If Carney is to follow the Fed with guidance statements, he will need to look at what, if any, economic thresholds he will attach this to. He could choose a rate of unemployment below which the Bank would consider tightening policy, in line with counterparts in Washington. He could look at spending on UK goods and services, or nominal GDP, as a measure that could give a fuller picture of economic conditions. He could opt for wage growth or output gap figures.
This week brings Office for National Statistics figures indicating the strength of the UK economy in the second quarter. Surveys have shown that Britain’s recovery has been broad based, with improvements for retail sales, employment and construction. Britain is leading Europe in the number of new start-up businesses, according to the Organisation for Economic Co-operation and Development. The Ernst & Young Item Club expects 1.1% growth in 2013 and 2.2% next year. Improved growth could offer a fillip to UK-orientated equities.
The campaign for Sunday’s upper house election in Japan hinged on calls for the nation to make some painful structural reforms with the balm of tax breaks. Japanese prime minister Shinzo Abe, following his victory, pledged to renew his focus on overhauling Japan’s economy.

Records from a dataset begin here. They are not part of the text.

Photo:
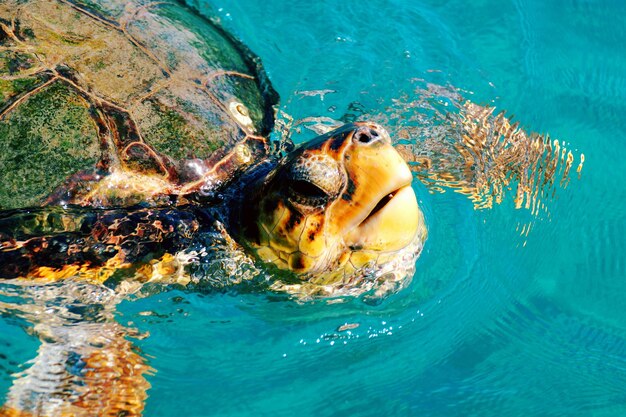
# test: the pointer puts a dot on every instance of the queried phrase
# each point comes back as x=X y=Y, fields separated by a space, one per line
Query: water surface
x=497 y=321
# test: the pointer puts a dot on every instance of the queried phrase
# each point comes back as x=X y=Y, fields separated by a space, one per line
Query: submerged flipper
x=85 y=365
x=53 y=243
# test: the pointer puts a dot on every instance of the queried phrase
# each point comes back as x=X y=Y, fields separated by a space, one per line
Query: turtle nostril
x=366 y=135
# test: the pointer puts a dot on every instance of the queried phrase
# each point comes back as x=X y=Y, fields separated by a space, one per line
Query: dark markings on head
x=337 y=142
x=292 y=221
x=350 y=189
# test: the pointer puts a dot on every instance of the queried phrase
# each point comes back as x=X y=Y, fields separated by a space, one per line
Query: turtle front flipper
x=53 y=243
x=486 y=155
x=85 y=364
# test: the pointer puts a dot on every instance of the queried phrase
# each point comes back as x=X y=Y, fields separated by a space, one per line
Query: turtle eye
x=241 y=113
x=305 y=192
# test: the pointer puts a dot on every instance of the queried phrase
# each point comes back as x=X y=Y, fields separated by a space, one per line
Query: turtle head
x=338 y=209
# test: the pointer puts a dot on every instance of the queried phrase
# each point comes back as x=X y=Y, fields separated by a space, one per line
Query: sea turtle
x=160 y=120
x=134 y=148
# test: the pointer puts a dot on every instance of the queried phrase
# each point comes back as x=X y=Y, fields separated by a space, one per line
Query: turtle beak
x=384 y=213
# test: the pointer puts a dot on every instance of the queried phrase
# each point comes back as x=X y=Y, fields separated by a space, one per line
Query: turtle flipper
x=54 y=243
x=85 y=365
x=488 y=155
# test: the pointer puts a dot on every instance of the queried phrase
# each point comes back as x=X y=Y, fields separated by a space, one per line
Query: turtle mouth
x=392 y=224
x=382 y=204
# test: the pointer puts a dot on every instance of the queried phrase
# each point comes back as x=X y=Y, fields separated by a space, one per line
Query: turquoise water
x=496 y=322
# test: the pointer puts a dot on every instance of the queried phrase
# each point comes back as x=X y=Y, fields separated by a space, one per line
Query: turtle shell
x=116 y=102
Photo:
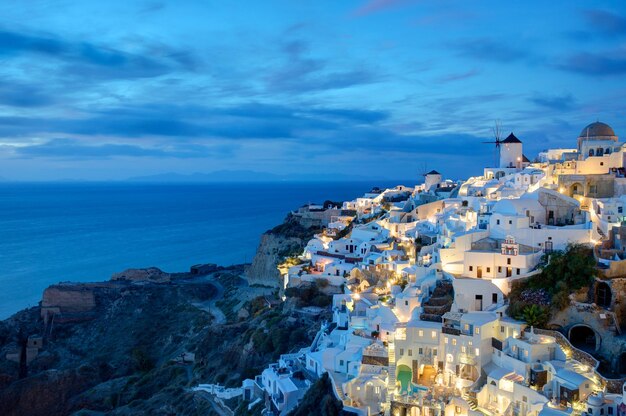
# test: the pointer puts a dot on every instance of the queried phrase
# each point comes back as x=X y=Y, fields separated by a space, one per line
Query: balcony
x=450 y=330
x=467 y=359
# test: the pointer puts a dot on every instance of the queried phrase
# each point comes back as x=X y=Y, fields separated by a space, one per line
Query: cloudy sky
x=373 y=88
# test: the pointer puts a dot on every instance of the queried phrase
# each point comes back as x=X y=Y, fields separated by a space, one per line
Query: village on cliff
x=499 y=295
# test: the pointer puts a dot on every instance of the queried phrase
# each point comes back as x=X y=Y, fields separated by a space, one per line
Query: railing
x=467 y=359
x=612 y=385
x=450 y=331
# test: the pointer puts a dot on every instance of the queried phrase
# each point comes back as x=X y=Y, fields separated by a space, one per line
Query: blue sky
x=374 y=88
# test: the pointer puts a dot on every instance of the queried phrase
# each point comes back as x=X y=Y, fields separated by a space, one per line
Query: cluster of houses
x=421 y=277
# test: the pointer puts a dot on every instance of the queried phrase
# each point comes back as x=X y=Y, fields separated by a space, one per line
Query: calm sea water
x=86 y=232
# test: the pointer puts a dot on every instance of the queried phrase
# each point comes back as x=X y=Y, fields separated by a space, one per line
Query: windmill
x=497 y=134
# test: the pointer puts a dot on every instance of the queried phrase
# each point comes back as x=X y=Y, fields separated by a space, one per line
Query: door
x=478 y=303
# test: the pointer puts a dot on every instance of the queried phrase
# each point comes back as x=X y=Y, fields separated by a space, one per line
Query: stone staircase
x=391 y=380
x=470 y=399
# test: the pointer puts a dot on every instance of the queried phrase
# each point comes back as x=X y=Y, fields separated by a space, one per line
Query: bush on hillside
x=319 y=400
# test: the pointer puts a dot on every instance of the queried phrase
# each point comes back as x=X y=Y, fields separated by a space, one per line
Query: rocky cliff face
x=287 y=239
x=272 y=250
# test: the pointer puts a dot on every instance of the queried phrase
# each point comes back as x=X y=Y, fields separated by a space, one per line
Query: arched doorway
x=584 y=338
x=576 y=189
x=603 y=295
x=469 y=372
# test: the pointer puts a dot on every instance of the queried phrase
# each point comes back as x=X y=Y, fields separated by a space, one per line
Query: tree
x=535 y=315
x=319 y=400
x=575 y=266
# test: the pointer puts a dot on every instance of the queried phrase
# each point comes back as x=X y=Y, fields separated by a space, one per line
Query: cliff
x=284 y=240
x=144 y=345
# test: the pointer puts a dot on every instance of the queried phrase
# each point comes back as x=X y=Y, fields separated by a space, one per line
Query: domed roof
x=597 y=129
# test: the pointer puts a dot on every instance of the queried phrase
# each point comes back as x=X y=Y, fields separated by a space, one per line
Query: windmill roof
x=511 y=139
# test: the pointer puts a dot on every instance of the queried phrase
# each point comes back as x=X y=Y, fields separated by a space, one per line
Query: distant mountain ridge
x=244 y=176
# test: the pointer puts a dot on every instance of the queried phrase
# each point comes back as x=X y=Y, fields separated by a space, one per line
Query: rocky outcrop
x=150 y=274
x=69 y=302
x=270 y=253
x=285 y=240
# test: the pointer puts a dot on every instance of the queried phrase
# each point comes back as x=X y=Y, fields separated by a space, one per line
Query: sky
x=382 y=89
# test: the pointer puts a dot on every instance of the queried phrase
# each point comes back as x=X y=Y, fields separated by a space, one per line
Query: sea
x=57 y=232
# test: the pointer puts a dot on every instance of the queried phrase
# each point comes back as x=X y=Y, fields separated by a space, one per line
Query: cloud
x=555 y=102
x=607 y=23
x=238 y=122
x=88 y=59
x=596 y=63
x=18 y=94
x=459 y=76
x=299 y=72
x=74 y=149
x=486 y=49
x=375 y=6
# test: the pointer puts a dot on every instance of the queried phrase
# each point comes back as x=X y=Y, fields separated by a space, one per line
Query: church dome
x=597 y=130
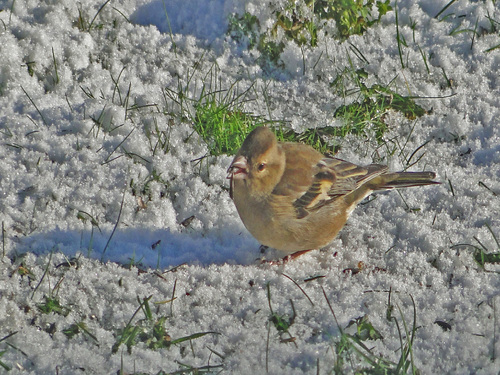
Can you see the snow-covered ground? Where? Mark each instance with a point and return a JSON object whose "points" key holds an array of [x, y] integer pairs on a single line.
{"points": [[80, 115]]}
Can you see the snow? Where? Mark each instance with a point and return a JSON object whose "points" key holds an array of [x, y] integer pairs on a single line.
{"points": [[77, 143]]}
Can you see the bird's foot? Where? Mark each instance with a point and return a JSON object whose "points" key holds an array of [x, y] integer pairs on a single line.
{"points": [[285, 259]]}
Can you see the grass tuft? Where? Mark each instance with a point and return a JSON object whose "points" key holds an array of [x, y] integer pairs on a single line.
{"points": [[151, 331]]}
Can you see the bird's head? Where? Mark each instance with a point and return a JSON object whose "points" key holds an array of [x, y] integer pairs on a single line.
{"points": [[260, 162]]}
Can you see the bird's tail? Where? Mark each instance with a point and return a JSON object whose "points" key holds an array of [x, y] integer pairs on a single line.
{"points": [[386, 181], [401, 180]]}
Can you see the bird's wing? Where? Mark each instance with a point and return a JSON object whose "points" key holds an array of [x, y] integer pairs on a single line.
{"points": [[312, 181]]}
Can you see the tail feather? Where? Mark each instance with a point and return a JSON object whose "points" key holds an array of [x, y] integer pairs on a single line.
{"points": [[402, 180]]}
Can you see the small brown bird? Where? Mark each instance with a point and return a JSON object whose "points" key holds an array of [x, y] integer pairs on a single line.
{"points": [[292, 198]]}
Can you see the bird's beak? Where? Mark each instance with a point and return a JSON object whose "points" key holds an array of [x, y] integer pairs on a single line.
{"points": [[238, 169]]}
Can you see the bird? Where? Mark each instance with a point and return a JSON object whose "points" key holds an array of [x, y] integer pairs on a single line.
{"points": [[294, 199]]}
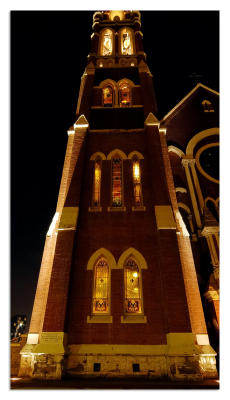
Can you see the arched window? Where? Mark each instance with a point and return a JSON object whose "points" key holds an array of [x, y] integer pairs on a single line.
{"points": [[101, 287], [137, 182], [124, 94], [108, 96], [107, 42], [126, 42], [133, 290], [210, 204], [97, 182], [207, 106], [117, 197]]}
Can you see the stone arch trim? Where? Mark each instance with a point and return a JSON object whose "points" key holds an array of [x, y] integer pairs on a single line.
{"points": [[120, 152], [125, 80], [185, 207], [100, 253], [101, 38], [180, 189], [198, 137], [133, 40], [176, 150], [108, 82], [136, 254], [135, 153], [210, 199], [98, 154]]}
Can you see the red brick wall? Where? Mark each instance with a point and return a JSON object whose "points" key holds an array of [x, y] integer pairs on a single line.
{"points": [[164, 295]]}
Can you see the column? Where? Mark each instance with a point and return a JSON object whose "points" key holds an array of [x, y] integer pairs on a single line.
{"points": [[185, 163], [197, 184]]}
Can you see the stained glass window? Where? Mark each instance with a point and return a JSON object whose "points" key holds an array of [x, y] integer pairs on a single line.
{"points": [[207, 106], [107, 42], [132, 287], [116, 182], [101, 287], [107, 96], [124, 95], [126, 42], [137, 183], [97, 183]]}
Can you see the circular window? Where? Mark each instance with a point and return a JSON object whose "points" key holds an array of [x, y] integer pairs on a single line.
{"points": [[207, 160]]}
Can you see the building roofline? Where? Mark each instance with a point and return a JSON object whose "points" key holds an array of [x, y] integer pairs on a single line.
{"points": [[174, 109]]}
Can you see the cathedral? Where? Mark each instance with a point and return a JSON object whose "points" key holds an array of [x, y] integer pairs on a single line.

The outcome will allow the Liberal Democratic Party to fire off its most important shot in the “three arrow” reforms.
Japan has been enjoying the propulsion offered by the stimulus package known as Abenomics unveiled in April. Fiscal stimulus and monetary policy are bringing much-needed growth to the world’s third-largest economy. The Bank of Japan is doubling its monetary base over the next two years to thwart deflation. This has sharply reduced the value of the yen, which has boosted export revenues.
Japan has enjoyed first-quarter annualised growth of more than 4%, together with an increase in industrial production. Abe’s policies of short-term spending and aggressive monetary easing have helped lift equities. Japanese stocks have rallied 42% this year.
However, Abe’s “third arrow” of structural reform is viewed as the bolt that will boost business and secure long-term economic growth. Japan is expected to slash corporation tax from its 40% rate to nearer an international average of 20–25%. Relaxing labour protection laws could also ease constraint on business. However, a proposed rise in sales tax to 8% from 5% could hit consumption and trigger a fiscal contraction.
A hard landing for the world’s second largest economy across the China Sea also poses big risks for Japan. China accounts for 20% of Japan’s exports – which is more than its trade with the US. A slowdown could trigger ‘risk-off’ sales of more risky positions, which in turn could hit the yen and damage Japanese exports.